Mcoln1-/- mice may be useful for studying the lysosomal storage disorder Mucolipidosis type IV (MLIV).
Susan Slaugenhaupt, Harvard Medical School
Mcoln1-/- mice contain a neo cassette replacing exons 3-4 and part of exon 5 of the mucolipin 1 (Mcoln1) gene, abolishing gene expression. Mcoln1 encodes a transmembrane cation channel localized to intracellular vesicular membranes including lysosomes, and functions in the late endocytic pathway and in the regulation of lysosomal exocytosis. Mutations in MCOLN1 have been associated with Mucolipidosis type IV (MLIV), an autosomal recessive lysosomal storage disorder characterized by severe mental retardation, delayed motor milestones, ophthalmologic abnormalities, constitutive achlorhydria, and elevated plasma gastrin levels. Homozygotes are viable and fertile with a median age of 8 months. Mice exhibit numerous dense inclusion bodies in all cell types in brain, elevated plasma gastrin, vacuolization in parietal cells, and retinal degeneration. They have neurological defects as evident by gait deficits at 6.5 months of age, leading to complete hind-limb paralysis in 3-4 weeks. They also exhibit limb clasping at 3 months, loss of subcutaneous fat, and decreased muscle mass at the end-stage.
A targeting vector was designed to replace exons 3-4 and part of exon 5 encoding the mucolipin 1 (Mcoln1) gene with a neomycin resistance (neo) cassette in reverse orientation to the gene. The construct was electroporated into (C57BL/6 x 129S6/SvEvTac)F1-derived LC3 embryonic stem (ES) cells. Correctly targeted ES cells were injected into C57BL/6J blastocysts and the resulting chimeric males were bred to C57BL/6J females. Mcoln1-/- mice were backcrossed to C57BL/6J mice for at least 15 generations. Upon arrival at The Jackson Laboratory, mice were bred to C57BL/6J (Stock No. 000664) for at least one generation to establish the colony.

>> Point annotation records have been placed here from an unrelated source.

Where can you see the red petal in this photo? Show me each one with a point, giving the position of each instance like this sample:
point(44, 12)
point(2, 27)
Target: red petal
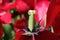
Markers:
point(1, 30)
point(6, 18)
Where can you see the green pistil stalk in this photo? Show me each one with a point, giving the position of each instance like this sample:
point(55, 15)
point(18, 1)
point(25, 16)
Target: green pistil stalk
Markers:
point(31, 19)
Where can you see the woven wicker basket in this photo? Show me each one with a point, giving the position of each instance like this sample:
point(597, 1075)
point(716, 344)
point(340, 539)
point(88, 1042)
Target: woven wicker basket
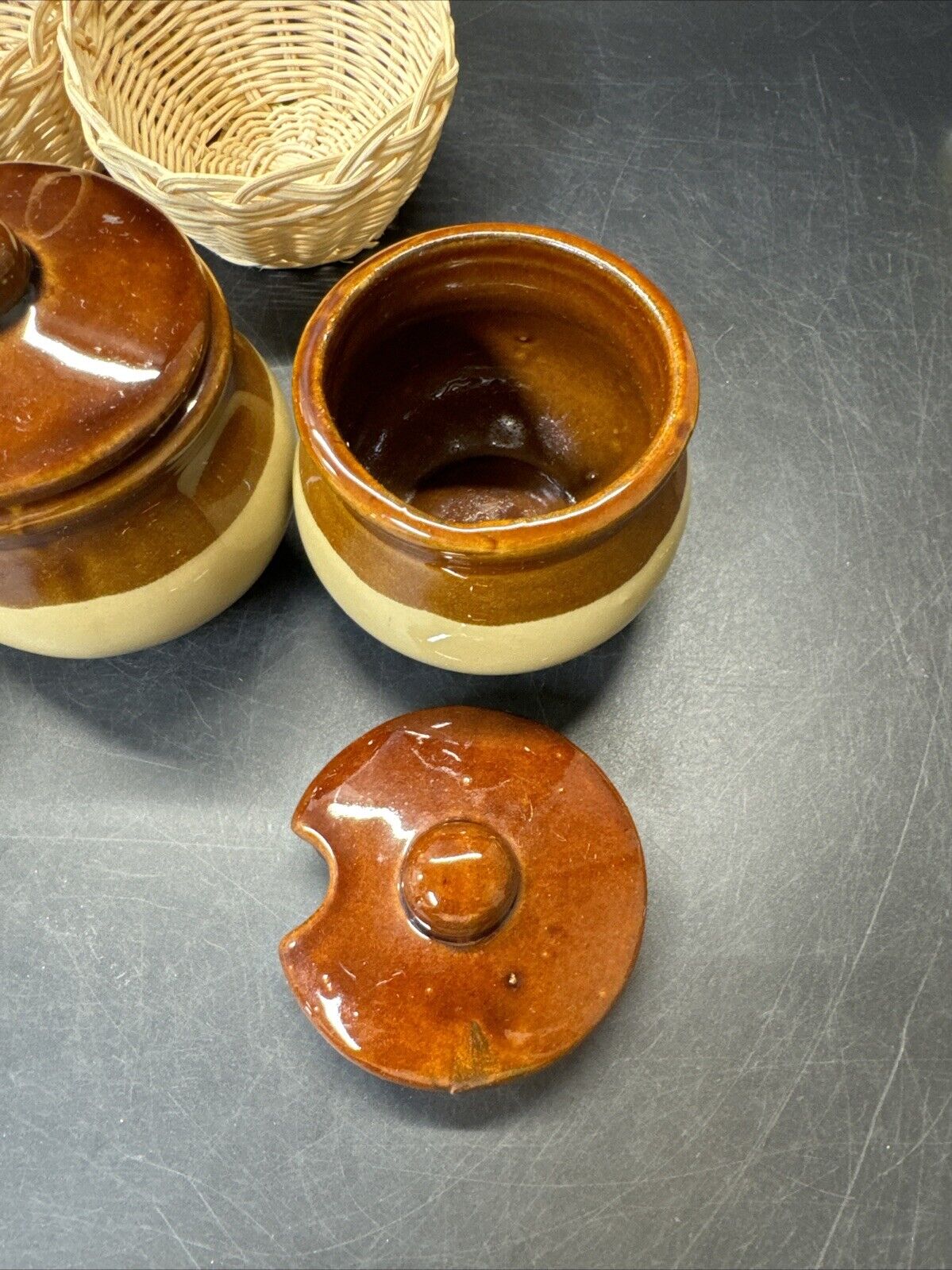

|Allele Name||targeted mutation 1, Susan A Slaugenhaupt|
|Allele Type||Targeted (Null/Knockout)|
|Gene Symbol and Name||Mcoln1, mucolipin 1|
|Strain of Origin||(C57BL/6N x 129S6/SvEvTac)F1|
|General Note||ES cell line = LC3, which carries GFP.|
|Molecular Note||Exons 3, 4 and part of exon 5 were replaced with a neo cassette. The absence of transcript was confirmed by RT-PCR on brain extracts.|
When maintaining a live colony, heterozygous mice may be bred to wildtype mice from the colony. Homozygous mice develop hind-limb paralysis by 6.5 months of age and have an average life expectancy of 8 months.
When using the Mcoln1- mouse strain in a publication, please cite the originating article(s) and include JAX stock #027110 in your Materials and Methods section.